Não sei se foi por casualidade ou intencionalmente que o Papa Francisco, uns meses antes da realização da XVI Assembleia Sinodal, ao terminar o ciclo de catequeses sobre vícios e virtudes, tenha dedicado uma à virtude da humildade. Embora não fazendo parte das sete virtudes cardeais e teologais, o Papa salienta nessa catequese que, sendo esta virtude «a grande antagonista do mais mortal dos vícios, a soberba», «A humildade é a porta de entrada para todas as virtudes.»
Na altura anotei a singela catequese papal sobre a humildade. Já então a associei ao processo sinodal em curso. Lembro-a agora com maior sensibilidade quando se entrou na fase mais decisiva do Sínodo: a de dar seguimento às «indicações muito concretas» que podem servir de «guia para a missão das igrejas, nos diversos continentes e contextos.»
Tendo encerrado a XVI Assembleia Sinodal, fui encontrando, aqui e ali, vários textos, informativos ou de opinião, mas não encontrei nenhum referindo a importância da humildade na vida da Igreja, desde Roma até à mais esquecida comunidade paroquial perdida nalguma montanha da Terra. E o Papa não se tem poupado a tal, desde o início do Pontificado.
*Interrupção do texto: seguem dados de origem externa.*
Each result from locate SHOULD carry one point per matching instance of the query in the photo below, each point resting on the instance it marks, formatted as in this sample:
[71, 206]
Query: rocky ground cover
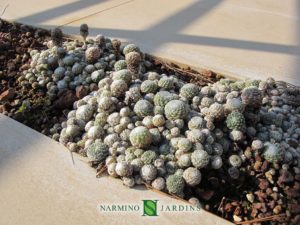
[231, 147]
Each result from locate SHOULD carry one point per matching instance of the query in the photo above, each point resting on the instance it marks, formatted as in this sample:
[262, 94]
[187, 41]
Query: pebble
[250, 197]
É por isso que trago aqui hoje esta catequese do Papa Francisco onde também afirma que «a humildade é a nascente da paz no mundo e Igreja. Onde não há humildade, há guerra, há discórdia, há divisão.»
Afirma o Papa que a humildade é a nascente da paz na Igreja. Creio que dificilmente se poderá praticar a sinodalidade sem a humildade, sobretudo em momentos em que nas comunidades locais importa implementar mudanças para as quais se torna necessário aprofundar a metodologia de participação e comunhão, consulta e discernimento e onde facilmente poderão surgir discórdias e divisões. Quem duvidará que a prática da sinodalidade exige uma verdadeira conversão de humildade? Pessoal e das comunidades; de comunidades e de movimentos eclesiais.
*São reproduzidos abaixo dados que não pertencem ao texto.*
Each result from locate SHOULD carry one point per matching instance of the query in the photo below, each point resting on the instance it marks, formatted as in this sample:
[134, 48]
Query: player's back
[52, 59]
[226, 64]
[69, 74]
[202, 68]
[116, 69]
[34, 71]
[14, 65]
Mesmo que não se tenha avançado muito em temas mais sensíveis como alguns desejariam e esperavam, o Sínodo terá sido uma etapa fulcral de um longo processo de desenvolvimento de uma nova visão da Igreja. “Juntos, na barca”, a sinodalidade está lá.
Com a humildade que é húmus das outras virtudes, saibam vivê-la as Igrejas Locais.